Mission type | Lunar impactor |
---|---|
Mission duration | Failed to orbit |
Spacecraft properties | |
Manufacturer | OKB-1 |
Launch mass | 361 kilograms (796 lb) |
Start of mission | |
Launch date | 4 December 1958, |
Rocket | Luna 8K72 s/n B1-5 |
Launch site | Baikonur 1/5 |
Luna E-1 No.3, sometimes identified by NASA as Luna 1958C, was a Soviet spacecraft which was lost in a launch failure in 1958. It was a 361-kilogram (796 lb) Luna E-1 spacecraft, the third of four to be launched, all of which were involved in launch failures. It was intended to impact the surface of the Moon, and in doing so become the first man-made object to reach its surface.

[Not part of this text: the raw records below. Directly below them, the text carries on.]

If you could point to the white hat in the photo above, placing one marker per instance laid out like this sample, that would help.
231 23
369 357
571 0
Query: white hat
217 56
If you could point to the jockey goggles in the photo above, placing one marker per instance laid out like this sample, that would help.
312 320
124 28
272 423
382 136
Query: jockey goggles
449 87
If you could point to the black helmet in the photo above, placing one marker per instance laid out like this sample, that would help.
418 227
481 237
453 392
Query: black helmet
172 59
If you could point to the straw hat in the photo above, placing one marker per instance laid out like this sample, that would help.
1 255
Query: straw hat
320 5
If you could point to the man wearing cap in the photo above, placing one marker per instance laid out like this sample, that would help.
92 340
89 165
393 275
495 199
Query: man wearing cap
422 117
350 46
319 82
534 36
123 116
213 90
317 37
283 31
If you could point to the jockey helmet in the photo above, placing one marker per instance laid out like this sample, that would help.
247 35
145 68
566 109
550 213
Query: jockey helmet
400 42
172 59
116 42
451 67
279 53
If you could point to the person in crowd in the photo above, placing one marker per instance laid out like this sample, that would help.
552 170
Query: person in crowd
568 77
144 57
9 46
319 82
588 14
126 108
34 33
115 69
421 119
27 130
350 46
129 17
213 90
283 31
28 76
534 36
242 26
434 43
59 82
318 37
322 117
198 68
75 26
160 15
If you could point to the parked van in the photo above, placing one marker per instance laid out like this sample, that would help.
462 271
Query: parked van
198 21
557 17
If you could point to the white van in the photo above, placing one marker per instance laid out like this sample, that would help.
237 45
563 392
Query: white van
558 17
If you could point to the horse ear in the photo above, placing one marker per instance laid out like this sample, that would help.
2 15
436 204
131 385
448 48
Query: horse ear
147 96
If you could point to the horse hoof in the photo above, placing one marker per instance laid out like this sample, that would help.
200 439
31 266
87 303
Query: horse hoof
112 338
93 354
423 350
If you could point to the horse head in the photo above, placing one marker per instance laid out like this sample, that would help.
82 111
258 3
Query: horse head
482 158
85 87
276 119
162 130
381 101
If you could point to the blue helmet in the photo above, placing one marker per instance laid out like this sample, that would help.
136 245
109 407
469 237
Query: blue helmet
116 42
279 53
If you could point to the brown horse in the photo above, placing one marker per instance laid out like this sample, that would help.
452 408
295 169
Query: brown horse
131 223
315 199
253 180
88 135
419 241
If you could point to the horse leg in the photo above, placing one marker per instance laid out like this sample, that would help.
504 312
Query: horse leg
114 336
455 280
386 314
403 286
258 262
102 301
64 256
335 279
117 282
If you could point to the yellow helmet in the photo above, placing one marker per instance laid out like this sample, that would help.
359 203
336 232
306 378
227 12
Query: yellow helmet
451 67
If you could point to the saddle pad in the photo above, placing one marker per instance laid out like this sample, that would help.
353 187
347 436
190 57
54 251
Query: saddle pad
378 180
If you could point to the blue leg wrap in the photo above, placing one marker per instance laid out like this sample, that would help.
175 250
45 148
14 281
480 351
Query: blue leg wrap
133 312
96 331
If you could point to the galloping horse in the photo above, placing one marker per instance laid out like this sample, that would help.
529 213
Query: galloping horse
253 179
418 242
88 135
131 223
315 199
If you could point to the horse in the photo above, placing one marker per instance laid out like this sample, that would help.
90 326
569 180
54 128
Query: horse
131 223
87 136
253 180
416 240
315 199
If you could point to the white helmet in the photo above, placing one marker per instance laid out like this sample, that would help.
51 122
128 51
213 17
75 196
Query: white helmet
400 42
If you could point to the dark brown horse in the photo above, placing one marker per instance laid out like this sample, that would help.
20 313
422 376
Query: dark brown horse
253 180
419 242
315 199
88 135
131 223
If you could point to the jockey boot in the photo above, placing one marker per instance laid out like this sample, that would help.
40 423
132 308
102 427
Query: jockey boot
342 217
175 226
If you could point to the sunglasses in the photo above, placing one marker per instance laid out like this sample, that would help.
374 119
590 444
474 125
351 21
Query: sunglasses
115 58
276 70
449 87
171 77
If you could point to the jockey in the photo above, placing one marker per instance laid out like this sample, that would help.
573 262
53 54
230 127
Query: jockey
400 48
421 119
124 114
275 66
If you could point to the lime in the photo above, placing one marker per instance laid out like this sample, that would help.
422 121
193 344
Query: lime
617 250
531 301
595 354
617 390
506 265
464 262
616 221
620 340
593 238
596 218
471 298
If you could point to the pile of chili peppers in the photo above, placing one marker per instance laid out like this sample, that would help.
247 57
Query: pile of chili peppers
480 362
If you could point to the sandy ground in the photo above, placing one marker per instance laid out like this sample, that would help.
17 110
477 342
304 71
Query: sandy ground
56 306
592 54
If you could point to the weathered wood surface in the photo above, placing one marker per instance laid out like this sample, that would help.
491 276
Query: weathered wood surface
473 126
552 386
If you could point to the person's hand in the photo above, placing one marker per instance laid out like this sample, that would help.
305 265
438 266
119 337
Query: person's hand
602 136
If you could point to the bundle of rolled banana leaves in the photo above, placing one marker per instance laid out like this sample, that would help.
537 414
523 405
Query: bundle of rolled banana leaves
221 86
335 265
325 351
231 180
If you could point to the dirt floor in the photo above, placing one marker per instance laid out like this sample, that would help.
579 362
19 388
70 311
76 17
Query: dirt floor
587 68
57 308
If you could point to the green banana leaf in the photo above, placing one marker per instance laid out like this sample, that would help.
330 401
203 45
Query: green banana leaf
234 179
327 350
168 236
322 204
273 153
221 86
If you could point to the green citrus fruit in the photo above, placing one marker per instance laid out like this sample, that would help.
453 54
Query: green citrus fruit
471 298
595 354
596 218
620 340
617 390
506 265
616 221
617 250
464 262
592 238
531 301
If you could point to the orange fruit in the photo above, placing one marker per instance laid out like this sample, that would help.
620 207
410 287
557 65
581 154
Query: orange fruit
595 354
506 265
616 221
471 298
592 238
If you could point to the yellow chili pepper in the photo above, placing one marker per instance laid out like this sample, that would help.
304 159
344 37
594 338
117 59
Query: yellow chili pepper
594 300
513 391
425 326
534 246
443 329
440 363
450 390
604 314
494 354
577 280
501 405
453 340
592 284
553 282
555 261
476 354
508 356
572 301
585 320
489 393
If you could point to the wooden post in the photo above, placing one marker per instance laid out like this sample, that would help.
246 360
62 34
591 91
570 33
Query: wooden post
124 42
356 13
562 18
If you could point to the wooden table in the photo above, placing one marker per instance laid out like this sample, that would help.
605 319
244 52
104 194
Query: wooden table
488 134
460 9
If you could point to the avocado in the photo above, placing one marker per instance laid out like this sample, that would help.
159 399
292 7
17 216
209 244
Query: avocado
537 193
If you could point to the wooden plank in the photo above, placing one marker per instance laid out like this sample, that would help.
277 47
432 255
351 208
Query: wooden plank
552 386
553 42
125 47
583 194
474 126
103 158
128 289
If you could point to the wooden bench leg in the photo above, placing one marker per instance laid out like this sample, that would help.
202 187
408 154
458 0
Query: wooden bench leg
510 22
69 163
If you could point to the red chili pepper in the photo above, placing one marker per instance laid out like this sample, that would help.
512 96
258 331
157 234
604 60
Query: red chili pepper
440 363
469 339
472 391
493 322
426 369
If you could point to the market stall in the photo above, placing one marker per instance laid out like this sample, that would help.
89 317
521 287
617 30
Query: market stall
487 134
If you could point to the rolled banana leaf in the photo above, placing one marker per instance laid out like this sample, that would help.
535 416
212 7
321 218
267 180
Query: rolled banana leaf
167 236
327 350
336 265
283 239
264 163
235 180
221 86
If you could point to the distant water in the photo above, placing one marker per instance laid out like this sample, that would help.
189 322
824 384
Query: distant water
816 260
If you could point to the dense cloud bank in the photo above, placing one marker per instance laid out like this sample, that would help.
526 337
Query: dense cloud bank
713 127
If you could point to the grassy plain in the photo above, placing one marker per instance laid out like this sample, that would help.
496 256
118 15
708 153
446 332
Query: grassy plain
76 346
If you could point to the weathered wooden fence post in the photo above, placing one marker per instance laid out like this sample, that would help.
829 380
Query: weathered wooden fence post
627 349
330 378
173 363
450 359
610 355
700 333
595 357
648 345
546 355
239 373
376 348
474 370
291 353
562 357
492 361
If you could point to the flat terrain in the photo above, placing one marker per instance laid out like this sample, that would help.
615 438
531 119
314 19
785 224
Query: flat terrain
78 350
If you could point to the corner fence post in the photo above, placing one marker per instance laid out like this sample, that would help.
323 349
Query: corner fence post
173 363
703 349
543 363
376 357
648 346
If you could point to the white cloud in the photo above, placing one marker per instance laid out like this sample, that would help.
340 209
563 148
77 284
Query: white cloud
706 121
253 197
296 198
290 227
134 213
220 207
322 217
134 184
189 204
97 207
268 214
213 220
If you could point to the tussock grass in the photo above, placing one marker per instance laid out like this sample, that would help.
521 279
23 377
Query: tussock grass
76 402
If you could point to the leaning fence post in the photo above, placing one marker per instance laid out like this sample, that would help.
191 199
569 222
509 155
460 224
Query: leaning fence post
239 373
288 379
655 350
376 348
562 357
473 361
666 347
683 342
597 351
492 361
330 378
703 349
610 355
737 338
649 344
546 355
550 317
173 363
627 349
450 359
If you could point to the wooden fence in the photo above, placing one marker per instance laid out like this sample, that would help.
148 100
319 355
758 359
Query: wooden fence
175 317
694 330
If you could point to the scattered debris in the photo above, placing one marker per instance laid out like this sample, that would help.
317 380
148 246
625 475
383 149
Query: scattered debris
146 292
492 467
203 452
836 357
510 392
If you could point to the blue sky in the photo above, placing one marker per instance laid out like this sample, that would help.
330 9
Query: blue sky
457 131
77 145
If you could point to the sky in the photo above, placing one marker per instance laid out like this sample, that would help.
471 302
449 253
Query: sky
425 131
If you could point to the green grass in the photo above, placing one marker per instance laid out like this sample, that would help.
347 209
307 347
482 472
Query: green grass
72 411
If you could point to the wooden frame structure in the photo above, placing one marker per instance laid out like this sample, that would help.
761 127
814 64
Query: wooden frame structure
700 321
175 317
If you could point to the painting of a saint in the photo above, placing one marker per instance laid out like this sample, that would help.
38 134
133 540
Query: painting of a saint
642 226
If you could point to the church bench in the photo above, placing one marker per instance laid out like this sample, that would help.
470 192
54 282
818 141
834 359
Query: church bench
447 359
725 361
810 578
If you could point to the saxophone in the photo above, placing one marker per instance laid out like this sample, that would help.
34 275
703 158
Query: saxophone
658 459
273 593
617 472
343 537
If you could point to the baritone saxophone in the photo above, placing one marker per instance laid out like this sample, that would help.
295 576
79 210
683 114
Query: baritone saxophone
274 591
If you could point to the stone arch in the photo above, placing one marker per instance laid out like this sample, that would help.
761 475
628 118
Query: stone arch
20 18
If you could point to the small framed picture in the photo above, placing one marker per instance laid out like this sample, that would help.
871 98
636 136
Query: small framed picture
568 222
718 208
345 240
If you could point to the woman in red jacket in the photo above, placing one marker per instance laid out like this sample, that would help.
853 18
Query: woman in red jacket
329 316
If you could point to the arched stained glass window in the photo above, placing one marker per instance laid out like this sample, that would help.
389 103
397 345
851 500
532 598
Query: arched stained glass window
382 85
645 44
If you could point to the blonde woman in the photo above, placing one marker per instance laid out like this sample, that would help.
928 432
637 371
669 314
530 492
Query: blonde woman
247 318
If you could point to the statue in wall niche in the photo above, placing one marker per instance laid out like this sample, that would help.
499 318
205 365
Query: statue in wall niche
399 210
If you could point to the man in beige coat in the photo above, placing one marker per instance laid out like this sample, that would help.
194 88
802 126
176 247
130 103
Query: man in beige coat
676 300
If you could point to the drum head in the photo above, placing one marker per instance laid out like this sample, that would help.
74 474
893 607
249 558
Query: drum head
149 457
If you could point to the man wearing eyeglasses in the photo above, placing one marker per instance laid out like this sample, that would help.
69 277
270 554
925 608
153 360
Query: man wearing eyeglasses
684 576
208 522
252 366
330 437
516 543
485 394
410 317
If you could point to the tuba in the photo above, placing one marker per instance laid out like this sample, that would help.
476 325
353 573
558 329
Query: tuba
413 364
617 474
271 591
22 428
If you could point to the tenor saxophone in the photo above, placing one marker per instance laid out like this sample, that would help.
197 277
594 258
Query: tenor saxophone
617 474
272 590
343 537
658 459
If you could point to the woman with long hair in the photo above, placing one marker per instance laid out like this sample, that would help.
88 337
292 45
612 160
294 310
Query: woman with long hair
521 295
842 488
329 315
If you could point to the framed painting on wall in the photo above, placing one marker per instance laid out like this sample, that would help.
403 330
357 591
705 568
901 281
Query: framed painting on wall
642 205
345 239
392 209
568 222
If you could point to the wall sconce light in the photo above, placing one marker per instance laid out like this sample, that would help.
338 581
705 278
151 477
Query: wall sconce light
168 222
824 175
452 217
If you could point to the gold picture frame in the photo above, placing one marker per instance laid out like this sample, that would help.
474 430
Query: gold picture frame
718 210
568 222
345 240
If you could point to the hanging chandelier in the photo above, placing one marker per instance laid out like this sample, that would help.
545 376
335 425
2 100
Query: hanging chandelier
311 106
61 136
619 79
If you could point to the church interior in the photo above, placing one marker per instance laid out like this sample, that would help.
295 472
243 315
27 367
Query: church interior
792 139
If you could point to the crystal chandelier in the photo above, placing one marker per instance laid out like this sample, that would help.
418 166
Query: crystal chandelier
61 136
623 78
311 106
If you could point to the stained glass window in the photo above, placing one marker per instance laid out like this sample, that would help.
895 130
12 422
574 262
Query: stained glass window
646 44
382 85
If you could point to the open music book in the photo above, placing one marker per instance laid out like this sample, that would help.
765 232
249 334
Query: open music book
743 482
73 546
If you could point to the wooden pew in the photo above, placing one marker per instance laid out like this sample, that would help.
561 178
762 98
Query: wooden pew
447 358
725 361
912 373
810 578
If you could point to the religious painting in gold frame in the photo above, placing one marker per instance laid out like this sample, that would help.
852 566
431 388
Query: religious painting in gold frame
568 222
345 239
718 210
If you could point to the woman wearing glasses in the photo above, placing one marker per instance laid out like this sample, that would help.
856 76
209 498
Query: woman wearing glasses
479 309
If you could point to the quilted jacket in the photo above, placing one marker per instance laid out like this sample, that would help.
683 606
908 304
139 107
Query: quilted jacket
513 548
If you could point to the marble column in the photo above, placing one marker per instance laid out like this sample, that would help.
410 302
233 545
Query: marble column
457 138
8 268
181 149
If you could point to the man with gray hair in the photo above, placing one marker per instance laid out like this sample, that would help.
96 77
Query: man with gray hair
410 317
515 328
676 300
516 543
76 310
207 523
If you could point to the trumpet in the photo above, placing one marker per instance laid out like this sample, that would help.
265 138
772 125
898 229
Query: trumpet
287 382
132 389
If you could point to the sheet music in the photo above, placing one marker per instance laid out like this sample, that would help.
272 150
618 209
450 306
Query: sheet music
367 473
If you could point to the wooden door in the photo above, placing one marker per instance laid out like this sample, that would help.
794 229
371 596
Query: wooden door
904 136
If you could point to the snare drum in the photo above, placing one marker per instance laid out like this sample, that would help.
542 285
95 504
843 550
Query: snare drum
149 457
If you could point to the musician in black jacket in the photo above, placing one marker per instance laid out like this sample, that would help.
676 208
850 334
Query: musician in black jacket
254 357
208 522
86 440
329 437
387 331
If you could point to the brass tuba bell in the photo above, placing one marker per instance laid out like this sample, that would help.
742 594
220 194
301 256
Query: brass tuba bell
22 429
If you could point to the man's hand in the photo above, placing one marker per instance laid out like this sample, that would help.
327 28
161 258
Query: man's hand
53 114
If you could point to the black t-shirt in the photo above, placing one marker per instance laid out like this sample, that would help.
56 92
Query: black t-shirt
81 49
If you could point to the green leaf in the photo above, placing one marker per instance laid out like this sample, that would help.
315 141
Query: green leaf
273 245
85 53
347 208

The spacecraft was intended to release 1 kilogram (2.2 lb) of sodium, in order to create a cloud of the metal which could be observed from Earth, allowing the spacecraft to be tracked. Prior to the release of information about its mission, NASA correctly identified that it had been an attempted Lunar impact mission.
Luna E-1 No.3 was launched on 4 December 1958 atop a Luna 8K72 carrier rocket, flying from Site 1/5 at the Baikonur Cosmodrome. Two hundred and forty five seconds into the flight, a hydrogen peroxide pump seized up due to loss of lubrication, which caused the rocket's core stage engines to fail.